I don't know that there's a good use case for this. For floating addition, tree-based summation can greatly reduce total roundoff error, but that's not true of floating multiplication.

The advantage for prod(range(2, 50001)) doesn't really stem from turning it into a tree reduction, but instead for that specific input sequence "the tree" happens to do a decent job of keeping multiplicands more-or-less balanced in size (bit length), which eventually allows Karatsuba multiplication to come into play. If CPython didn't implement Karatsuba multiplication, tree reduction wouldn't improve speed: if the inputs are in sequence xs, regardless how school-book multiplication is grouped, or rearranged, the time needed is proportional to

    sum(a * b for a, b in combinations([x.bit_length() for x in xs], 2))
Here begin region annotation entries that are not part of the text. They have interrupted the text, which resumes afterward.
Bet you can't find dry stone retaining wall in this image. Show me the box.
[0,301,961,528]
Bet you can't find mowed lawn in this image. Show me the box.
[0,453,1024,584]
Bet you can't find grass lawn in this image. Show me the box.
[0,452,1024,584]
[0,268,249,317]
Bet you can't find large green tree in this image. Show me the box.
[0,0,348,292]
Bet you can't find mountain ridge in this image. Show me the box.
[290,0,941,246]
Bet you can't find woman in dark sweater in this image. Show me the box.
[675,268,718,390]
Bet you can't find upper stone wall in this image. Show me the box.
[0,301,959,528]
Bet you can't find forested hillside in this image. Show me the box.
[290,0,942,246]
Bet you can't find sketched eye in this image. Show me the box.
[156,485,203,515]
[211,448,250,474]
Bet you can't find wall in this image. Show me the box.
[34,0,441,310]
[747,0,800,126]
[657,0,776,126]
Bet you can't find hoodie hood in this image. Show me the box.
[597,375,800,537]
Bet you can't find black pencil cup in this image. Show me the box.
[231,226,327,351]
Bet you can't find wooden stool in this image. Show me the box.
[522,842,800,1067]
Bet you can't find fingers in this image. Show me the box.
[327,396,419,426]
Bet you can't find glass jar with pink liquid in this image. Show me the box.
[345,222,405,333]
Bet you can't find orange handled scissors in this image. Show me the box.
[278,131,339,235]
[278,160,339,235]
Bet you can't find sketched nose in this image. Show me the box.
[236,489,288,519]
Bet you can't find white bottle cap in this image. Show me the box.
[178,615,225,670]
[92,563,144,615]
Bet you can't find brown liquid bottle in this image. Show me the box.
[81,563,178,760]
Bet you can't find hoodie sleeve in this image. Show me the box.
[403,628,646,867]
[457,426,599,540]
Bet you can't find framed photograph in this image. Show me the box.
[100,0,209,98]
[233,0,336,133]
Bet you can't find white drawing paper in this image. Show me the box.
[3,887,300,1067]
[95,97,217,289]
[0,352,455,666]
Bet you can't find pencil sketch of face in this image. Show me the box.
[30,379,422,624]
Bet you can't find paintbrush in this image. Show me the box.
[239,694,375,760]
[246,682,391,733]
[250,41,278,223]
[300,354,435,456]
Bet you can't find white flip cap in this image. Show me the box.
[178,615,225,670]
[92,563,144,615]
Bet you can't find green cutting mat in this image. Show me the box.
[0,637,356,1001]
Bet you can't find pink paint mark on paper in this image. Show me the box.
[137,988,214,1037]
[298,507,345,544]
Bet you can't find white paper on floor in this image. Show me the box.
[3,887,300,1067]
So if the real point is to speed large products of integers, a different approach is wanted: keep track of intermediate products' bit lengths, and at each step strive to multiply partial products near the same length. This will reliably get Karatsuba into play if possible, and caters too to that Karatsuba is most valuable on multiplicands of the same bit length. When any of that happens from blind tree reduction, it's down to luck.

I've seen decent results from doing that with a fixed, small array A, which (very roughly speaking) combines "the next" integer `i` to multiply with the array entry A[i.bit_length().bit_length()] (and continues that with the new partial product, & so on, until hitting an array slot containing 1).